The section on definition of physician services needs to be broadened to allow for professional judgment and discretion in developing what truly is a physician service for a hospital based physician.

We believe that medicare payments can and should be revised. The payment mechanism should reflect the same sensitivity which Congress showed when it enacted the medicare law. Congress, in enacting medicare, stated its desire to provide quality medical care for the elder segment of our population. This high quality service provided for patients must be paid for at a proper level, and the physicians involved in caring for the elderly should be reimbursed on a usual and customary and reasonable basis. The California Medical Association urges you to consider our recommendations and comments, and in closing we would like to offer our expertise in any way possible to assist you in developing or modifying this legislation for the benefit of all.

COMMENTS OF THE CALIFORNIA MEDICAL ASSOCIATION

The California Medical Association appreciates this opportunity to submit its comments regarding the proposed legislation, S. 1470, the Medicare-Medicaid Administrative and Reimbursement Reform Act.

We applaud the efforts of this committee to respond to the many problems that are faced in the medicare and medicaid programs. We are aware, as you are aware, that the most pressing of these problems is the continued escalation of costs of medical care. Our comments will be limited to the specific sections of the bill which deal with the physician community. The main thrust of our testimony concerns the practitioner reimbursement reforms, as well as several of the miscellaneous sections of the legislation.

Under the bill, there would be multiple classifications for physicians who care for medicare-medicaid patients. Present practice is to allow the physician to accept or reject assignment on each individual patient. This legislation proposes a new alternative called a "participating” physician. A participating physician is an MD or DO who voluntarily and by formal agreement accepts the medicare reasonable charge determination on assigned claims basis as a full billing amount for all services to all Medicare patients. Once the physician has signed this agreement he would be allowed to submit his claims on a simplified basis. We understand that this would be a line-by-line submission of claims which would be given priority handling by the part B agent. In addition, the physician would receive a dollar per eligible patient as an administrative cost saving allowance that would be included with his reimbursement for the line item billed claims.

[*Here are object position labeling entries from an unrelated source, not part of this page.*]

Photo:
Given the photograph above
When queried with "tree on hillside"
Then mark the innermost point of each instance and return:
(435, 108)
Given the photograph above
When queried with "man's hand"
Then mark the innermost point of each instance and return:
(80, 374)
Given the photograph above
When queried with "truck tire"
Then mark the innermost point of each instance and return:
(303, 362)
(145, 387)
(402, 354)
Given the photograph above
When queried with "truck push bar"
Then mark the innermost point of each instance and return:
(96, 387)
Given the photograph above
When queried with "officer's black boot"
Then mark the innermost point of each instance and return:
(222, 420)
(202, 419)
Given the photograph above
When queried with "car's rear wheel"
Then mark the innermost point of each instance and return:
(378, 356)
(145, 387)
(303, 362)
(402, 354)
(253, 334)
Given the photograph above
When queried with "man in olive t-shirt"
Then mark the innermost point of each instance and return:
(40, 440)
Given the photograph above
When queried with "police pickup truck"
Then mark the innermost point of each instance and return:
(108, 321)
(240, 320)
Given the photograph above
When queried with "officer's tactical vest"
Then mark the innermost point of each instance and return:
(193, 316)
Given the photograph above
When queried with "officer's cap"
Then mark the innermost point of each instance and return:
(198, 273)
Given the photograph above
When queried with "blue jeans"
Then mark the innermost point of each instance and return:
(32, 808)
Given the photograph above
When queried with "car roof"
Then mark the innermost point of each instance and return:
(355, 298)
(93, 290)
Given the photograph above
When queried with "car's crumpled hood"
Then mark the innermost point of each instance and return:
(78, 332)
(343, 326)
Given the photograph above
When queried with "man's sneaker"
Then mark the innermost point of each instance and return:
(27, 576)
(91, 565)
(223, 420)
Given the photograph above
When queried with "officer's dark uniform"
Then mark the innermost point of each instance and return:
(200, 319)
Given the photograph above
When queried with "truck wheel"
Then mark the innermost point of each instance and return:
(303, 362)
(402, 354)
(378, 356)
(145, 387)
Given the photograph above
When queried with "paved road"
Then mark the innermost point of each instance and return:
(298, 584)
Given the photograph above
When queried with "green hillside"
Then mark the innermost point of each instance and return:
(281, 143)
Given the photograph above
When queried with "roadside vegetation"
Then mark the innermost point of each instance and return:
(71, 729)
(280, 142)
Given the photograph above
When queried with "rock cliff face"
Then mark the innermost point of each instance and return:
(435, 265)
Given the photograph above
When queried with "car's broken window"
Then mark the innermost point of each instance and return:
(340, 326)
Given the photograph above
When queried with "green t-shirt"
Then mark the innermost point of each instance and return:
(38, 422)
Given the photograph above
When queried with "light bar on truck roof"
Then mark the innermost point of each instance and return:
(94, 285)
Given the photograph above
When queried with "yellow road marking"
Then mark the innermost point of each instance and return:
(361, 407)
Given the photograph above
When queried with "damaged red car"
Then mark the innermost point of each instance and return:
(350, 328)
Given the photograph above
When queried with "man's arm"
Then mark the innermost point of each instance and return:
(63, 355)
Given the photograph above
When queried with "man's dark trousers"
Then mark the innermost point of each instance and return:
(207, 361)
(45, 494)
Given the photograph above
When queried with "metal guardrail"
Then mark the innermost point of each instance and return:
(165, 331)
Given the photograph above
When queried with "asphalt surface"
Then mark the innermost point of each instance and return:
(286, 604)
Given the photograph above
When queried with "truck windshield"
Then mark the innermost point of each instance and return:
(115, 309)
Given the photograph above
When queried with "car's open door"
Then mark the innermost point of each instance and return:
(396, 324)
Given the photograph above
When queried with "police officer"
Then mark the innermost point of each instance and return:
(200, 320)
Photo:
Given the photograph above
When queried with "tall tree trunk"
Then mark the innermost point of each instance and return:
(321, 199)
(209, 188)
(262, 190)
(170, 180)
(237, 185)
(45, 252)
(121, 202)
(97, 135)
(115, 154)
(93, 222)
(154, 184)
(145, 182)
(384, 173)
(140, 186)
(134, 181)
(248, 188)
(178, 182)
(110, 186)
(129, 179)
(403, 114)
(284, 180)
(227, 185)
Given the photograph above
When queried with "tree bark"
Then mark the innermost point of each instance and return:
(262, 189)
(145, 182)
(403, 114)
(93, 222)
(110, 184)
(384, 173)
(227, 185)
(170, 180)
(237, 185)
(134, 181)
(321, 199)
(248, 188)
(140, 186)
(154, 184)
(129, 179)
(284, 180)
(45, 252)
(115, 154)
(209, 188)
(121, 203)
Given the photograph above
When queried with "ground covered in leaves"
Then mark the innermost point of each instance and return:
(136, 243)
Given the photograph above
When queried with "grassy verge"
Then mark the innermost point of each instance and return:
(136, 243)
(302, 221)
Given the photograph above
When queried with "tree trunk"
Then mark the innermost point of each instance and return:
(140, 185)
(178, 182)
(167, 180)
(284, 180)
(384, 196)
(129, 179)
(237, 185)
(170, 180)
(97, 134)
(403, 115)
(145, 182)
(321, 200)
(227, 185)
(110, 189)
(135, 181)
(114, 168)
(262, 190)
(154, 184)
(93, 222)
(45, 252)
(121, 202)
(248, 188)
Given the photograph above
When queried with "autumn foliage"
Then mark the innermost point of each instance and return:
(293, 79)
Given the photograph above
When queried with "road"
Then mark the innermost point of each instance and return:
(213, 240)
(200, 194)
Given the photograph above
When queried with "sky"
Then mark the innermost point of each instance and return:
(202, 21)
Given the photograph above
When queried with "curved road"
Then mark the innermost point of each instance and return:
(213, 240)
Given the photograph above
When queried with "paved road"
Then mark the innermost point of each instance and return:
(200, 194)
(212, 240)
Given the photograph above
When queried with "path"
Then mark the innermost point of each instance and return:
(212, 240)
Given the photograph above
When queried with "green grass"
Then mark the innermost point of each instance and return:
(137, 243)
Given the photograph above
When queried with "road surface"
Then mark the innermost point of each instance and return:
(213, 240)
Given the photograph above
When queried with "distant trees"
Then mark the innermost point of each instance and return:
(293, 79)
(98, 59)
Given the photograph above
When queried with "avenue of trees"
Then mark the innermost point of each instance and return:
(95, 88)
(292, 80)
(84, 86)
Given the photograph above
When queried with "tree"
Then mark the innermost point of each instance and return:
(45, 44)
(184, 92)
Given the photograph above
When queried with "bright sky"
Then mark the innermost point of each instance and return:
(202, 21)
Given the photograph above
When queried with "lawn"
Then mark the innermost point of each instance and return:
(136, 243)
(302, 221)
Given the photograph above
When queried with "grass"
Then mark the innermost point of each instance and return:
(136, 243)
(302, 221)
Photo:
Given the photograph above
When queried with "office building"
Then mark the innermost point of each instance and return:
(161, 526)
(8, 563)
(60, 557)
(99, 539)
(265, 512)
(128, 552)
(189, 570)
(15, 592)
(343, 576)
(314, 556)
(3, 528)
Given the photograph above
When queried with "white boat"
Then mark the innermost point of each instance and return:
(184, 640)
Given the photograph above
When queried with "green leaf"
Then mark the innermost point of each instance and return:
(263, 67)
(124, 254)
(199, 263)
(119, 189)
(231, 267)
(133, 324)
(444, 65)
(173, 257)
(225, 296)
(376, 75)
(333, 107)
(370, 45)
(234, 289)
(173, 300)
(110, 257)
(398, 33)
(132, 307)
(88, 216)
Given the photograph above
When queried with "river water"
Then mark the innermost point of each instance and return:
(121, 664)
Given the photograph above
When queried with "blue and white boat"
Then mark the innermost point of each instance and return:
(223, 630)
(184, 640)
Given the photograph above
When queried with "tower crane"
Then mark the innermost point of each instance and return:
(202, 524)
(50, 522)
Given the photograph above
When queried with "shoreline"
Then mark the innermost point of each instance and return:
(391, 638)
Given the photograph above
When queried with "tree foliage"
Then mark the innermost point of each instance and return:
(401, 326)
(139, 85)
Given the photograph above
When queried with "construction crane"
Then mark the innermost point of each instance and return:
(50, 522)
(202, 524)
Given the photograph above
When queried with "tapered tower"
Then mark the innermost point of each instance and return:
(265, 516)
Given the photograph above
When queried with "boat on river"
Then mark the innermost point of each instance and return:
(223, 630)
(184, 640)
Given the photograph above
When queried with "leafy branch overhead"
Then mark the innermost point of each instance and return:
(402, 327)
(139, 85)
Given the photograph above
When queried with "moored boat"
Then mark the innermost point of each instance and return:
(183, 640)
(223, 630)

This use of inducements to encourage the acceptance of the Medicare assignment is recognition of the lagging assignment rate. This provision of the bill, utilizing the dollar bonus to the physician, does not reach the issue of why the assignment is so little accepted.

In addition, if there is a method available, such as the multiple-line billing, which can save administrative expense to Medicare and the physician, why is it not universally employed for all assigned claims? Physicans are entitled to early and timely payments without the necessity of a statutory mandate. Payment should be prompt, whether or not the physician signs a formal agreement with HEW.

It should also be observed that in seeking to foster acceptance of assignments, the bill itself is ambivalent. In one section it seeks to provide inducements for assignments, while in another, as discussed below, it discourages assignments through imposition of further discriminatory payment mechanisms.